Volume 18 • Issue 44 | March 17 - 23, 2006

Knickerbocker tenants win temporary block of landlord plan

By Ronda Kaysen

Tenants temporarily thwarted their landlord’s attempt to deregulate a Chinatown apartment complex when a judge ordered a temporary stay last week on the landlord’s bid to deregulate.

In January, Cherry Green Management got a nod of approval from the state to deregulate Knickerbocker Village, a 4,000-tenant complex that has been regulated by a rent protection program since it opened in 1934.

The Tenants Association filed suit to block the process at the complex, which sits between the Brooklyn and Manhattan bridges. On March 9, New York State Supreme Court Judge Sherry Klein Heitler put a temporary stay on the deregulation bid until an April 10 hearing that will determine whether or not the case goes to trial.

“The grounds were there that this thing is open to trial,” said Robert Wilson, an elected member of the Tenants Association and the association’s former president. “We do have excellent law behind us.”

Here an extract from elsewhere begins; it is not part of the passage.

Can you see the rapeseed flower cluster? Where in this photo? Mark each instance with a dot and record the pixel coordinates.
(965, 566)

The New York State Division of Housing and Community Renewal, the agency overseeing the property, approved Cherry Green’s deregulation application on Jan. 13, laying out a list of conditions that the management company must follow. Cherry Green must offer rent-stabilized leases to current and future tenants; the building cannot be turned into a co-op for five years; and tenants would be protected from co-op-related evictions for 20 years.

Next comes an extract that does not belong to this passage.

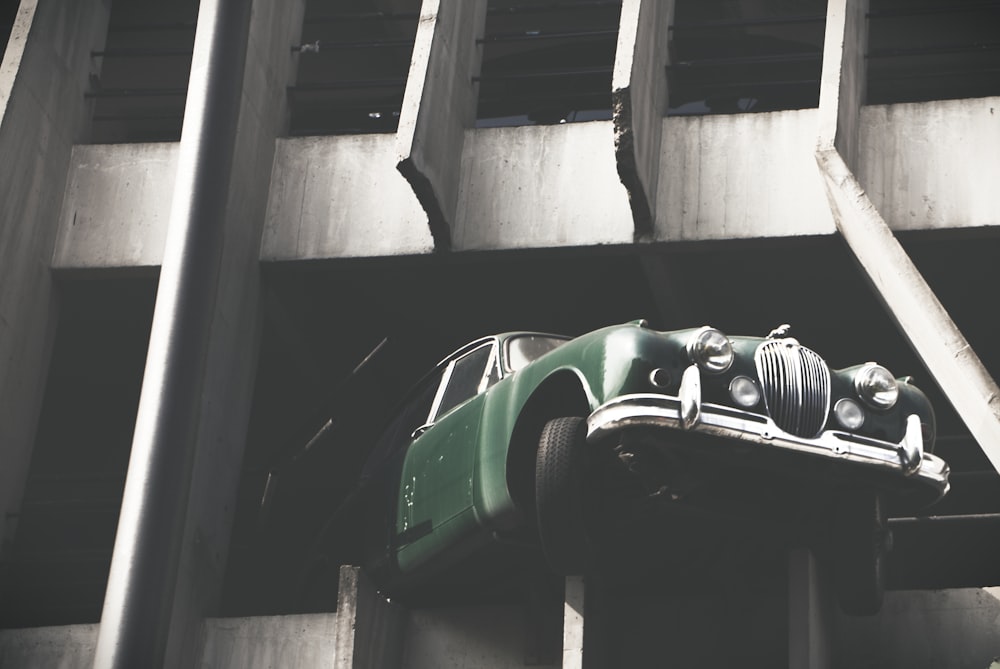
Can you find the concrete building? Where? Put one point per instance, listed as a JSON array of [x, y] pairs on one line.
[[211, 213]]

“We’ll all go before the judge in a couple of weeks and our attorneys will discuss it with the judge,” said Cherry Green general manager Vincent Callagy.

Tenants insist D.H.C.R. had no business deregulating the complex. Article IV, a precursor to the Mitchell-Lama, middle class rent regulation program, has no provisions for deregulating pre-1962 buildings.

“It’s illegal and you cannot deregulate the property,” said Wilson.

D.H.C.R. disagrees with the reading of the law. In her Jan. 13 decision, Commissioner Judith Calogero wrote, “The committee’s argument — that a limited dividend housing company constructed prior to 1962 must remain under such use seemingly forever — runs counter to the structure of this and every affordable housing program.”

Wilson worries that without restrictions, the complex, which is 68 percent Chinese, will lose its diverse character and prospective low- and moderate-income tenants will be turned away in favor of wealthier residents.

“If you do deregulate Knickerbocker Village, there’s no limit on who the owners could choose to move in here,” said Wilson. “The mayor and Pataki claim they want to create more affordable housing, but I don’t see them trying to hold onto what they have.”

Callagy declined to respond to the tenants’ claim, saying only, “I don’t agree with their position.”

Last May, Gov. Pataki and Mayor Bloomberg announced that Knickerbocker Village would get $5 million from the Lower Manhattan Development Corporation out of a fund to build and preserve affordable housing Downtown. Dep. Mayor Daniel Doctoroff said then that the money would keep Knickerbocker apartments affordable permanently.